Why and How does my peer increases

So I noticed when I run ipfs desktop, it usually starts with peers less than 10…and then over a couple of minutes, this number steady increases…

Question I have are:

  • What is the process that controls this increment in the number of peers a node has?
  • How is this discovery of peers done?
  • Can I control this is some way? For example limit the number of peers? Or say I do not want to connect to some peers?

@finlaybweber

The TLDR is any time you stumble onto a peer, you hold onto them. Once you hit some limit then you remove the “least useful” peers until you’re within the acceptable range of connections.

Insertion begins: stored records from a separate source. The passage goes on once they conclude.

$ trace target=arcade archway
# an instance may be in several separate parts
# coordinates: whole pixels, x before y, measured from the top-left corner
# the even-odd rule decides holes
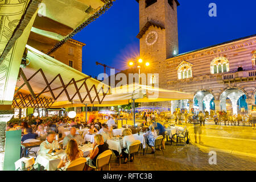
[[[215,109],[214,100],[215,96],[211,91],[207,89],[198,90],[194,94],[193,107],[199,111],[210,112],[210,110]]]
[[[242,88],[226,88],[219,95],[221,109],[227,112],[233,112],[233,114],[237,114],[241,112],[241,108],[247,110],[246,100],[249,98],[247,93]]]

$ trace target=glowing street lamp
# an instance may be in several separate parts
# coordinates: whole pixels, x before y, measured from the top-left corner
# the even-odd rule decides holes
[[[68,112],[68,116],[69,118],[74,118],[76,116],[76,111],[72,111]]]

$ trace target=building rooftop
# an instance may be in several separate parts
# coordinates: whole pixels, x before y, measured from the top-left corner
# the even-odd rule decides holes
[[[137,2],[139,2],[139,0],[136,0]],[[177,1],[177,0],[175,0],[176,3],[177,3],[177,6],[180,5],[180,3]]]
[[[200,48],[200,49],[196,49],[196,50],[193,50],[193,51],[189,51],[189,52],[184,52],[184,53],[177,55],[175,56],[174,56],[173,57],[178,57],[178,56],[184,55],[186,55],[186,54],[188,54],[188,53],[192,53],[192,52],[196,52],[196,51],[201,51],[201,50],[208,49],[208,48],[212,48],[212,47],[216,47],[216,46],[221,46],[221,45],[223,45],[223,44],[230,43],[232,43],[232,42],[236,42],[236,41],[238,41],[238,40],[243,40],[243,39],[248,39],[248,38],[253,38],[254,36],[256,36],[256,34],[247,36],[243,37],[243,38],[239,38],[239,39],[233,39],[233,40],[229,40],[229,41],[228,41],[228,42],[223,42],[222,43],[220,43],[220,44],[210,46],[209,46],[209,47],[201,48]]]

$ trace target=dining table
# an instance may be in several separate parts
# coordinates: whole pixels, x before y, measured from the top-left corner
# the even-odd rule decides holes
[[[133,134],[135,140],[139,140],[142,144],[142,148],[143,150],[143,155],[144,155],[144,150],[146,148],[146,137],[143,136],[143,134],[141,134],[139,135],[138,134]],[[117,151],[119,154],[121,154],[122,150],[123,148],[123,136],[114,136],[110,139],[107,140],[107,143],[109,145],[109,148],[112,150]],[[119,165],[121,164],[121,158],[119,158]]]
[[[40,147],[40,144],[43,142],[43,141],[38,141],[38,142],[22,143],[21,147],[24,150],[23,157],[26,157],[26,156],[28,155],[28,151],[30,149],[31,149],[32,148]]]
[[[84,157],[86,157],[90,155],[91,151],[93,150],[92,144],[84,144],[82,146],[79,145],[79,148],[84,153]],[[60,163],[61,157],[65,154],[65,150],[59,150],[57,154],[52,156],[49,154],[40,153],[36,158],[34,168],[40,170],[40,167],[43,166],[45,170],[55,171]]]
[[[92,134],[85,134],[84,138],[84,142],[94,142],[94,136],[96,135],[96,133],[92,133]]]
[[[125,128],[113,129],[113,134],[114,136],[122,136],[123,135],[123,131],[125,129]]]
[[[167,141],[168,137],[170,137],[171,139],[171,144],[172,144],[174,136],[177,135],[180,131],[184,131],[184,128],[181,126],[171,126],[166,129],[166,131],[167,133]]]

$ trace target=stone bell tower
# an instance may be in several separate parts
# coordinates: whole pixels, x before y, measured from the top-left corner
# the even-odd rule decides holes
[[[136,0],[139,4],[141,56],[148,61],[148,72],[159,73],[159,86],[166,85],[167,59],[179,53],[177,0]],[[162,86],[163,87],[163,86]]]

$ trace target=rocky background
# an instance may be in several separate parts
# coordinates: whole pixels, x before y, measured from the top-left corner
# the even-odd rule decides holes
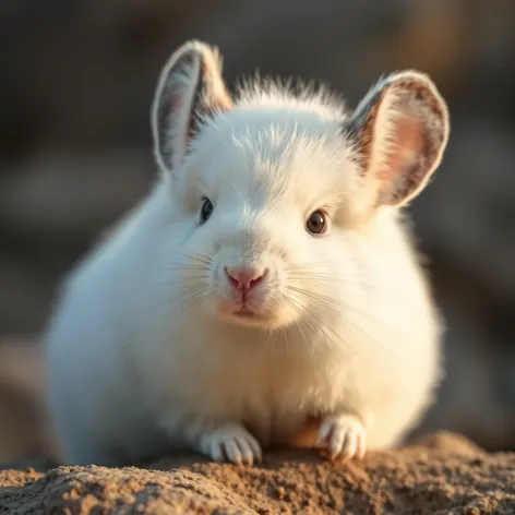
[[[35,342],[61,274],[153,180],[152,95],[190,37],[229,81],[316,77],[351,106],[386,71],[432,75],[452,136],[411,212],[450,331],[422,430],[515,450],[513,0],[3,0],[0,460],[51,454]]]

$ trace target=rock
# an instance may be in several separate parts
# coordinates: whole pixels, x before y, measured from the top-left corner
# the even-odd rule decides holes
[[[141,468],[0,471],[0,513],[13,515],[508,514],[514,503],[515,454],[488,454],[451,433],[370,453],[362,463],[276,451],[255,467],[182,456]]]

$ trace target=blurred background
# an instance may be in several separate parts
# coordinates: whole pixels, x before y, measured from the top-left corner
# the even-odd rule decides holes
[[[421,431],[515,450],[513,0],[2,0],[0,462],[53,453],[37,338],[60,276],[153,181],[154,87],[190,37],[228,81],[318,79],[352,107],[384,72],[431,74],[452,135],[410,211],[447,376]]]

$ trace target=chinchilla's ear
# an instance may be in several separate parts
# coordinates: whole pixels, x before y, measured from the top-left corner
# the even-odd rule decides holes
[[[378,206],[402,206],[426,187],[442,160],[448,118],[444,99],[423,73],[392,73],[369,91],[349,129]]]
[[[152,132],[160,168],[173,170],[202,119],[231,105],[218,50],[197,40],[184,43],[163,68],[154,95]]]

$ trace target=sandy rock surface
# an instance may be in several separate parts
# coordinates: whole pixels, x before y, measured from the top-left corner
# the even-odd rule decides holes
[[[258,467],[166,458],[144,468],[0,470],[0,513],[9,514],[513,514],[515,454],[488,454],[453,433],[433,433],[362,463],[275,452]]]

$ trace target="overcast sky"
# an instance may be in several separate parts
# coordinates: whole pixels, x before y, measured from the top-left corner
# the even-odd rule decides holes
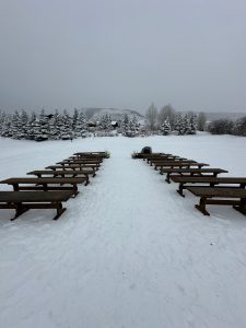
[[[0,108],[246,110],[245,0],[0,0]]]

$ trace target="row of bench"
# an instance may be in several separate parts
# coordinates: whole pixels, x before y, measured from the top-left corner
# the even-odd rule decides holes
[[[166,174],[166,181],[178,183],[177,192],[185,197],[184,189],[200,197],[195,207],[204,215],[210,215],[207,204],[233,206],[246,214],[246,177],[218,177],[226,169],[206,167],[209,164],[198,163],[168,153],[151,153],[137,155],[143,159],[161,174]],[[196,185],[196,186],[195,186]]]
[[[13,191],[0,191],[0,209],[14,209],[11,220],[30,209],[56,209],[57,220],[66,211],[62,202],[79,194],[79,184],[90,183],[90,175],[96,175],[105,157],[105,152],[79,152],[46,169],[27,173],[36,177],[1,180],[0,184],[11,185]]]

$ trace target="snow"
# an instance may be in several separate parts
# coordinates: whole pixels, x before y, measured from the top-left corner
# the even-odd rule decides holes
[[[198,199],[131,153],[149,145],[246,176],[246,138],[0,139],[1,179],[78,151],[109,151],[97,176],[54,210],[0,210],[0,323],[19,328],[245,328],[246,220]],[[1,190],[11,189],[0,185]]]

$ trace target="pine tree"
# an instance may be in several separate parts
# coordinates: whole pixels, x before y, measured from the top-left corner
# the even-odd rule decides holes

There are a number of ways this could be done, including:

  • DHT
    • Being a DHT client (the default with IPFS desktop) will cause you to connect to a number of DHT nodes in order to be able to look up data efficiently
    • Being a DHT server (the default with standard go-ipfs if your machine is reachable on the public internet) will cause you to lookup nodes in order to efficiently perform lookups and give peers good responses, and will also receive connections from peers looking for data in the DHT
  • MDNS (enabled by default) will connect to all IPFS (or libp2p) MDNS nodes on your local network
  • Content Providing
    • Looking for providers of content to download (i.e. via the DHT) will connect you to those providers
    • If you have content you are advertising, and are publicly reachable then people will find you (i.e. via the DHT) and connect to you

The reason you see less then 10 immediately, then an increase is that the first ~5-10 immediate connections are done to the bootstrapping nodes hardcoded in your config. Then the DHT peer discovery begins and the number of nodes growth organically.